Such is VII, 6, where Madonna Isabella is about to be caught by her husband with two men in the house. The desire for change may often be in the background, but comes to the foreground only occasionally. The extraordinary pains the lovers frequently have to endure in the pursuit of their goals are not mere exercises in virtuosity; they are the real proof of the dead seriousness of the business they are in. There is a heroic tone to this comedy of love, that seems to purify even the boldest adventures, if the protagonists are willing to risk so much, and do not hesitate to put up with anything. Love is no business for the timid: it is for the likes of Madonna Filippa, endowed with a great soul, as those who are truly in love usually are. This position of the author is all the more interesting in a genre traditionally dedicated to light-hearted skepticism and indulgence, in contrast to the ideals of absolute, everlasting, and unique passions dear to higher literary forms. In the Decameron, the endless betrayals of husbands are not, in the last analysis, changes of heart and mind, but rather the actual rejection of a conventional bond that has never meant anything deep for the heart and the senses. We have shown how Boccaccio's intuition of nature evolves out of the world of courtly love, not juxtaposed to it. Boccaccio sides, with unconditional sympathy, with all manifestations of the senses against conventional morality (VI, 7), with adulterers and sinning nuns and monks, and condemns only when hypocrisy attempts to hide nature ( VII, 3; VIII, 4; IV, 2), or when perversion contaminates the free choice guided by nature ( VIII, 1), or finally when men attempt to prohibit women from having their own judgements( V, 10, and the attacks in the Epilogue). We may now feel ready to conclude that almost every feature of the Decameron’s ethics of free love is connected with his desire to present feministic views in his work.
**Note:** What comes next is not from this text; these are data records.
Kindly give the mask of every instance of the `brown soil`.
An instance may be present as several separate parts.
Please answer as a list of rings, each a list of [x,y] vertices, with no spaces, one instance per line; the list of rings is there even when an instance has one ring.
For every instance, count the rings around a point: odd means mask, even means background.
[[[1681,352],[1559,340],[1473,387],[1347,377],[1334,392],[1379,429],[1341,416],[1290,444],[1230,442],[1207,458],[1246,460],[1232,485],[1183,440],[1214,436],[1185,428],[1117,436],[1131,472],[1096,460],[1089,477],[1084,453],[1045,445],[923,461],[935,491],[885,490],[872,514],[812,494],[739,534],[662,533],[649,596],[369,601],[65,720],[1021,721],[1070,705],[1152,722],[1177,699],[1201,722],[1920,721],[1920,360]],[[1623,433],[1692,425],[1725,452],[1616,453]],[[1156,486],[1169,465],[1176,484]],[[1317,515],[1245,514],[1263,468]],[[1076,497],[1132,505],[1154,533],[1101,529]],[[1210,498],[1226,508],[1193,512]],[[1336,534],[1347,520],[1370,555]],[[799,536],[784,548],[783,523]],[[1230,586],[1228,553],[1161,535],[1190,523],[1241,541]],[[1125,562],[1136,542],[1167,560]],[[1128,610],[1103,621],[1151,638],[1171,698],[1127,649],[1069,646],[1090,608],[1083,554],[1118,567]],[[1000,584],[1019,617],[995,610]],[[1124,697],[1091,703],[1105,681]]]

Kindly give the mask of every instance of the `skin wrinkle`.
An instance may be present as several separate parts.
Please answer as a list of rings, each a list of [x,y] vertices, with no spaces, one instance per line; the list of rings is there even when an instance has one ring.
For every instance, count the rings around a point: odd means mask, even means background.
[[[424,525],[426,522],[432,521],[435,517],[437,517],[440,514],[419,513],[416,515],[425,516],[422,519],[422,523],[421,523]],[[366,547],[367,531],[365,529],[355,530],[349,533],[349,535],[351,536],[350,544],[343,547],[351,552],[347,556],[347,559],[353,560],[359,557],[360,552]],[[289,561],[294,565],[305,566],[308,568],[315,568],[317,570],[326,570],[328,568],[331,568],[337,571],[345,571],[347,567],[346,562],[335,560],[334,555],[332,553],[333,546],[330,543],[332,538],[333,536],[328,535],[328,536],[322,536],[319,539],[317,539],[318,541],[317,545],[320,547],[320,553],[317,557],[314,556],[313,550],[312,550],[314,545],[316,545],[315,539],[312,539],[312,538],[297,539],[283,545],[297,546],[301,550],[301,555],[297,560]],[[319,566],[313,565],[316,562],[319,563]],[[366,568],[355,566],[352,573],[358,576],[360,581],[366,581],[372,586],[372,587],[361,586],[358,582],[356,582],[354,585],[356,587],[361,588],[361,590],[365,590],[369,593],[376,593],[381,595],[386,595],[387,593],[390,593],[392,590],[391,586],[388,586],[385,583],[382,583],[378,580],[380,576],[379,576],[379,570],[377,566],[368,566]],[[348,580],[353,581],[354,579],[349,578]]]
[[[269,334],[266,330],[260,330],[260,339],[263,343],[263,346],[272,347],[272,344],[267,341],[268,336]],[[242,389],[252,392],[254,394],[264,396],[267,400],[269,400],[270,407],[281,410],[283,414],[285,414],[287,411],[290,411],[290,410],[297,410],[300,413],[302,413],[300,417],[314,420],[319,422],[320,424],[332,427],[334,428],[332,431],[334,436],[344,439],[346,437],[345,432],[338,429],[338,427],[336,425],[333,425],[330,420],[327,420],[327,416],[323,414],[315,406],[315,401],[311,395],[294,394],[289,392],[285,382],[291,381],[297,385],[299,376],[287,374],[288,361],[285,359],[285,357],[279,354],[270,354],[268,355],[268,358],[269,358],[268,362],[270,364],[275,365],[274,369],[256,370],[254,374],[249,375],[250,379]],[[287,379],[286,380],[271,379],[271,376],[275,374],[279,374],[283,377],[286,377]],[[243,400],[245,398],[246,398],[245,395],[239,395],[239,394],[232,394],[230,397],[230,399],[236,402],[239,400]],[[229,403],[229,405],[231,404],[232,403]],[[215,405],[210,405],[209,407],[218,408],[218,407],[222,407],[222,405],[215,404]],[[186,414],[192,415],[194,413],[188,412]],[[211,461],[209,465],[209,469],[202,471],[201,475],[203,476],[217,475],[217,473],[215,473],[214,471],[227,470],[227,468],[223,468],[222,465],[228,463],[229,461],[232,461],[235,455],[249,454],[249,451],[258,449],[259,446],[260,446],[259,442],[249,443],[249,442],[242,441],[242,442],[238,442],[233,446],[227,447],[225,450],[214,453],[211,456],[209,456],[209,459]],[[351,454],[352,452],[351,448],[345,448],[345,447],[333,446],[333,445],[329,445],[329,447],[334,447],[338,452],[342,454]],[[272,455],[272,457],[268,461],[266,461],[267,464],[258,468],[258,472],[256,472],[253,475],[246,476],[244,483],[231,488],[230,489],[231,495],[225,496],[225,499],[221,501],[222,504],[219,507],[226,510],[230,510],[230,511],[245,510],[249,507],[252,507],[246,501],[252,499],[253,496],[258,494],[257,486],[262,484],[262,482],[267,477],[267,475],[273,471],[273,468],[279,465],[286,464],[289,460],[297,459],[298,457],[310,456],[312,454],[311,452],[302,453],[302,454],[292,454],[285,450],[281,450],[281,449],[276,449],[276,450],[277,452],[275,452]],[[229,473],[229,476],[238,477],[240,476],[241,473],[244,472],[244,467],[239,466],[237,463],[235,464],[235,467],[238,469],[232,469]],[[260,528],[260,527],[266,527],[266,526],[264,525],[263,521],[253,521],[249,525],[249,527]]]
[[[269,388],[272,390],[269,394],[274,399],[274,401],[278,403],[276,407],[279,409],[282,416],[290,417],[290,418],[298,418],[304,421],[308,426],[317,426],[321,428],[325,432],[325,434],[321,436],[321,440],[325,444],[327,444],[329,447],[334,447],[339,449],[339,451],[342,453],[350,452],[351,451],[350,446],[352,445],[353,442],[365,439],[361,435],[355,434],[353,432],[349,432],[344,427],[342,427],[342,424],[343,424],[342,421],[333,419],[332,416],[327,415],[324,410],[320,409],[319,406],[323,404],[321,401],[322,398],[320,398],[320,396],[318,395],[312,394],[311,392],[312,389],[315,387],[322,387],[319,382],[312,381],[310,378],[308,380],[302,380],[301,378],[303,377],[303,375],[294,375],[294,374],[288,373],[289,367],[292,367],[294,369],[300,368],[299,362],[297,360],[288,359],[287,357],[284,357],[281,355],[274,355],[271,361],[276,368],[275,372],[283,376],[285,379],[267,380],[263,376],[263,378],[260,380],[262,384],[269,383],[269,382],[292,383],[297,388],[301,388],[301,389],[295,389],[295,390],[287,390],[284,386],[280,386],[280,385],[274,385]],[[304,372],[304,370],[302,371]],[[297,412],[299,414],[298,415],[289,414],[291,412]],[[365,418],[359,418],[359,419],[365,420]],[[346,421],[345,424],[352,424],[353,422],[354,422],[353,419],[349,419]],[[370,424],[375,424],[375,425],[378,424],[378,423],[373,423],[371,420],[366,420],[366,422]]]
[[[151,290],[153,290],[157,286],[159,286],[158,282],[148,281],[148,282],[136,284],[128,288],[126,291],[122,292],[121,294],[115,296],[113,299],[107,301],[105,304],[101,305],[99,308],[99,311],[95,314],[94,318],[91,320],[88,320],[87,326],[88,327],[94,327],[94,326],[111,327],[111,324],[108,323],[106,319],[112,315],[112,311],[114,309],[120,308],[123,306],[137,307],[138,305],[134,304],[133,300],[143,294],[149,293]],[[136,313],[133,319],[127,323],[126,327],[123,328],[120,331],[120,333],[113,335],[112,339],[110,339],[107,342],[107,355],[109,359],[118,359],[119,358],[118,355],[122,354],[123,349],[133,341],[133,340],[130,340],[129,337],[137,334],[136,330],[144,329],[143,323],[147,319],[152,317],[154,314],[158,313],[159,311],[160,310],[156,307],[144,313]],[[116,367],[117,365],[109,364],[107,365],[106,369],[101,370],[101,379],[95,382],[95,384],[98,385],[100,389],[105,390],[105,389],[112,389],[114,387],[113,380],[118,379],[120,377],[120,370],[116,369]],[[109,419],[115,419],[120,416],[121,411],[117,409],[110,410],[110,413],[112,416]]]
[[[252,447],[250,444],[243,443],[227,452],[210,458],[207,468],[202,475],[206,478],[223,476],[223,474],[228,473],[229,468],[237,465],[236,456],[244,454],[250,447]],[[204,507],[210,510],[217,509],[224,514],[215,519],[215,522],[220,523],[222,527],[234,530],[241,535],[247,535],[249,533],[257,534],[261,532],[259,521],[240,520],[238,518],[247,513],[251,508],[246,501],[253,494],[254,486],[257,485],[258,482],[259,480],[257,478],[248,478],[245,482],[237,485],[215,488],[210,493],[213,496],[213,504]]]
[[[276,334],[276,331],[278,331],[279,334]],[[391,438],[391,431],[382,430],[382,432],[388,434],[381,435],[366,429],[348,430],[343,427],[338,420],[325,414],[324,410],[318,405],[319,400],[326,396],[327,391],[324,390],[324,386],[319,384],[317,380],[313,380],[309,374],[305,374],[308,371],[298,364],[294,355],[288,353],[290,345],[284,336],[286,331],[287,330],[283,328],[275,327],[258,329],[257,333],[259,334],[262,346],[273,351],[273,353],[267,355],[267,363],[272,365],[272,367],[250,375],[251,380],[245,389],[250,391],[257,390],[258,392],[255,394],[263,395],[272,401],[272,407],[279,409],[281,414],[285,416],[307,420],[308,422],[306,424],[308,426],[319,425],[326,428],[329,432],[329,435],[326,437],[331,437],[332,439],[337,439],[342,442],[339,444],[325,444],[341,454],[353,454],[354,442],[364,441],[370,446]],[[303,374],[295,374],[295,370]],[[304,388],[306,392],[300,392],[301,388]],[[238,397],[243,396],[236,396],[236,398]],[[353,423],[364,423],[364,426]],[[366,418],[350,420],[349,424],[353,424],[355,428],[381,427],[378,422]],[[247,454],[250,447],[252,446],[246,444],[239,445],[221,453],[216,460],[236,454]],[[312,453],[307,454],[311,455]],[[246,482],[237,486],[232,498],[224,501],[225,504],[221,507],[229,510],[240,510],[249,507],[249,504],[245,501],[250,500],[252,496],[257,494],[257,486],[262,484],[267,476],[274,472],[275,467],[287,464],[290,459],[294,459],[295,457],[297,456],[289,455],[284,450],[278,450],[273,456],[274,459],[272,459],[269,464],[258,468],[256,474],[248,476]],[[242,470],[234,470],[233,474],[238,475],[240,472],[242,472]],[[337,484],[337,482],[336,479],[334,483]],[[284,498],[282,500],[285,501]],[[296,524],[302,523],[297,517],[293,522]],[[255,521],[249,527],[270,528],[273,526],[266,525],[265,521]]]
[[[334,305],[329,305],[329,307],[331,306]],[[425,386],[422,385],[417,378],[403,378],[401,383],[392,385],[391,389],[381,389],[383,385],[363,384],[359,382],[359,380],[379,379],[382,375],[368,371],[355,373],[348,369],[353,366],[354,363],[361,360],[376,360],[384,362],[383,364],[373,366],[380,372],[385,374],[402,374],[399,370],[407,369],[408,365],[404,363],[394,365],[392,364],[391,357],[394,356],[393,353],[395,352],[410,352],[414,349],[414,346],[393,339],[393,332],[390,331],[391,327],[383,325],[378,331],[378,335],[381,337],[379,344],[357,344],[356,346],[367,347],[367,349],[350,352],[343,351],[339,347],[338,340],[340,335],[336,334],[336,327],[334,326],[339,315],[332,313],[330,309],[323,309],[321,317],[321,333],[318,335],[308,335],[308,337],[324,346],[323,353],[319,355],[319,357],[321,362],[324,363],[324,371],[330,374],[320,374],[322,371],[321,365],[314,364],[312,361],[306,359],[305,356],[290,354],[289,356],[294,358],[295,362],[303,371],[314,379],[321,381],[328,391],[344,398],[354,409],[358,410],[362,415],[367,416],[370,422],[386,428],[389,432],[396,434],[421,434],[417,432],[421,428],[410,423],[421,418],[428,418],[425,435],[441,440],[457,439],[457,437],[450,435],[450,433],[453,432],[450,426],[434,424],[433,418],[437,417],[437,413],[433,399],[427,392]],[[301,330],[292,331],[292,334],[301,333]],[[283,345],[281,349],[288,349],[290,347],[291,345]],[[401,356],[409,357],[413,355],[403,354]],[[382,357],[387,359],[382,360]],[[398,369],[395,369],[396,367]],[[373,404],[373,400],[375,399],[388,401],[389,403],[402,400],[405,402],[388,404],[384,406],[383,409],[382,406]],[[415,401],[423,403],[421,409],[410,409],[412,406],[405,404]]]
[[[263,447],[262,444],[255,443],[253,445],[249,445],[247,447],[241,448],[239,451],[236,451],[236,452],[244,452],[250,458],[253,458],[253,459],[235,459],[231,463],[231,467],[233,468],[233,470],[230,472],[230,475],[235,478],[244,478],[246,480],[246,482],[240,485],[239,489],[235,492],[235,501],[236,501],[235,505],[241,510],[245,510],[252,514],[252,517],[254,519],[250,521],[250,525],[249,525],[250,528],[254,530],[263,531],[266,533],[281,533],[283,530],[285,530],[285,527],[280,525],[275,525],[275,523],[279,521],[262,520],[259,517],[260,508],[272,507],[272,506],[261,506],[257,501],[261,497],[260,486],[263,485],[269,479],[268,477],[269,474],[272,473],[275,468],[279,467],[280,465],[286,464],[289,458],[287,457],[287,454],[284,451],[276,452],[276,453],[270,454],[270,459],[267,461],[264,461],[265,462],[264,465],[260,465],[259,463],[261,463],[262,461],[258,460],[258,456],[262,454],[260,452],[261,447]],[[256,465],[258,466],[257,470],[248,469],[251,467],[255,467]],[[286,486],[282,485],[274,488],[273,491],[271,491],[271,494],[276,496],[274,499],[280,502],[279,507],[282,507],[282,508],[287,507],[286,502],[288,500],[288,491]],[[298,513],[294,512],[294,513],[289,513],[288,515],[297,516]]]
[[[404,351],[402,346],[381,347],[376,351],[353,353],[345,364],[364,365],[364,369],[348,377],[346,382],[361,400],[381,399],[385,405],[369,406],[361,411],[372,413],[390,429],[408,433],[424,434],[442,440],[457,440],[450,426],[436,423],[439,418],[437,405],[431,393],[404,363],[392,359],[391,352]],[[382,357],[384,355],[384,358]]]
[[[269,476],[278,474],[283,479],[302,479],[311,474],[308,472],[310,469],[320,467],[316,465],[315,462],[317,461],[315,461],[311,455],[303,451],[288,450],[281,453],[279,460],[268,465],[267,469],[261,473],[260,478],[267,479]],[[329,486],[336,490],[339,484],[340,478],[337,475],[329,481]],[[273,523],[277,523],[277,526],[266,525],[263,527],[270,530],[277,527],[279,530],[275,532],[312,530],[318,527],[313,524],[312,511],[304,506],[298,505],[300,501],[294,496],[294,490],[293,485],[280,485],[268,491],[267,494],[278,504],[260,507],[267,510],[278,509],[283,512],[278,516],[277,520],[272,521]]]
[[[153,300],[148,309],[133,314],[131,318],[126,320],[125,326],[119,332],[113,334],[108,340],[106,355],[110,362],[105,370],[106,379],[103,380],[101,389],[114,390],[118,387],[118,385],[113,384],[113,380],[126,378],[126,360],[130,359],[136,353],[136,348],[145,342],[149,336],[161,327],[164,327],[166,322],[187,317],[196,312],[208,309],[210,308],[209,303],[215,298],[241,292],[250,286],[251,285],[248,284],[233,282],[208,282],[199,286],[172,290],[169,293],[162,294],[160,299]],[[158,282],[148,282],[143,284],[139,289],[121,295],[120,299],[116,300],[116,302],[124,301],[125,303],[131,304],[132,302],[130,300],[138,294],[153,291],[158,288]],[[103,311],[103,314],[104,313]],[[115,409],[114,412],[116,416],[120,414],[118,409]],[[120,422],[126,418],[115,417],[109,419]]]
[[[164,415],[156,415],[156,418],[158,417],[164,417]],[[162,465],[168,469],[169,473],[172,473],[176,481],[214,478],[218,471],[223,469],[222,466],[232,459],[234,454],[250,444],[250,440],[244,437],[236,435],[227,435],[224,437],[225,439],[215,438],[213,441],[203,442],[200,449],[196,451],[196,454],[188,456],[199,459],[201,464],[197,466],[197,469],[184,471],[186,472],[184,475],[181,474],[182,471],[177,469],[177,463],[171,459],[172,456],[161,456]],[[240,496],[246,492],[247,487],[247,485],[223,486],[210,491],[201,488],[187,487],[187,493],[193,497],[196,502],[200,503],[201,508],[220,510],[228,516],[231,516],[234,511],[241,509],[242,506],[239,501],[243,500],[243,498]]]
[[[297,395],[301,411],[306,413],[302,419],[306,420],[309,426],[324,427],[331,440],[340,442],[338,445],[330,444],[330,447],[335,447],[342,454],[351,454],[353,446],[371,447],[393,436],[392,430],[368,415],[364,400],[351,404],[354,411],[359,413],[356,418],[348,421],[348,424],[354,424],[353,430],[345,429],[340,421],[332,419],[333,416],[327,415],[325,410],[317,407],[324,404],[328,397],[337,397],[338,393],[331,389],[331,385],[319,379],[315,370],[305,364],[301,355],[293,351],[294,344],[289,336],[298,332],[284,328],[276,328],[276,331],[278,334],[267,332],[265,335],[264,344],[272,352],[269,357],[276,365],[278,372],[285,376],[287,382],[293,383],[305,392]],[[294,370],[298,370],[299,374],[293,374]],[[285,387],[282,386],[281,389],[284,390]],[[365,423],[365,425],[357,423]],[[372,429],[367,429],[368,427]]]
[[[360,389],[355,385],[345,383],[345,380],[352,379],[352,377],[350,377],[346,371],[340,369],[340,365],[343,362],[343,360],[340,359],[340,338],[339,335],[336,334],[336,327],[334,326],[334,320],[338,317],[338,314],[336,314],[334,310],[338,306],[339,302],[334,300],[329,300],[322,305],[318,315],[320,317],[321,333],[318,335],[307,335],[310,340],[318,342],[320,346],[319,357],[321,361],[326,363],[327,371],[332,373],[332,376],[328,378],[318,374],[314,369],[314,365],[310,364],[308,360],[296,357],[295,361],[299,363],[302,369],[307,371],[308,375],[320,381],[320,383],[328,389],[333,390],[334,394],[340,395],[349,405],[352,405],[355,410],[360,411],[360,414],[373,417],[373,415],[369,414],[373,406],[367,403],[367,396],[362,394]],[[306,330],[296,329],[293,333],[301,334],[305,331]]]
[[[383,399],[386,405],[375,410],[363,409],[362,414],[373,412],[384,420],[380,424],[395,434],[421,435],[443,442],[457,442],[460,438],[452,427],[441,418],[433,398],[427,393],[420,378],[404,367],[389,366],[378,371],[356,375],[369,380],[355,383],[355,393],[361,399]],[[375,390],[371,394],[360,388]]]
The praise of adultery and the consequent scorn for marriage are constantly referred to in the novel in order to illustrate that the greatest happiness is in being able to make a free choice. Besides particular non-courtly elements, the general atmosphere, the spirit itself of the Decameron cannot be thought to have come from the courtly tradition. The feminine type that sweeps triumphantly through the work is extremely remote from the midons (my lord) who had polarized the feudally conditioned idealism of Provencal society. Above all, Boccaccio originally presents all attitudes, old or new, as willed and imposed by nature, far from the stylized and conventional ideology of the medieval world. Furthermore, he exceeds the stiffness of the courtly heresy in its most consistent expression, as he significantly seems to forget a relevant consequence of church doctrine. The granting of favors by the lady was necessary and valuable inasmuch as it increased the lover's feeling of freedom, as a free reward for his true merits. Hence true love could not be found in marriage, where favors are to be reciprocally returned as a duty. In such an unusual manner, on the contrary, marriage does end many of Boccaccio's love stories, because marriage by free choice and mutual consent is, for him, the logical crowning of love, whereas it is to be contempted as love's enemy when it comes about by social imposition. Wherever they conform with the natural order, Boccaccio is ready to accept social institutions. Finally, Boccacio uses examples of immorality to show readers that even though improper behavior expressed by females (and males alike) can’t be justified, these deeds are based on the notion of free choice and, thus, constitute the greatest freedom one can ever imagine.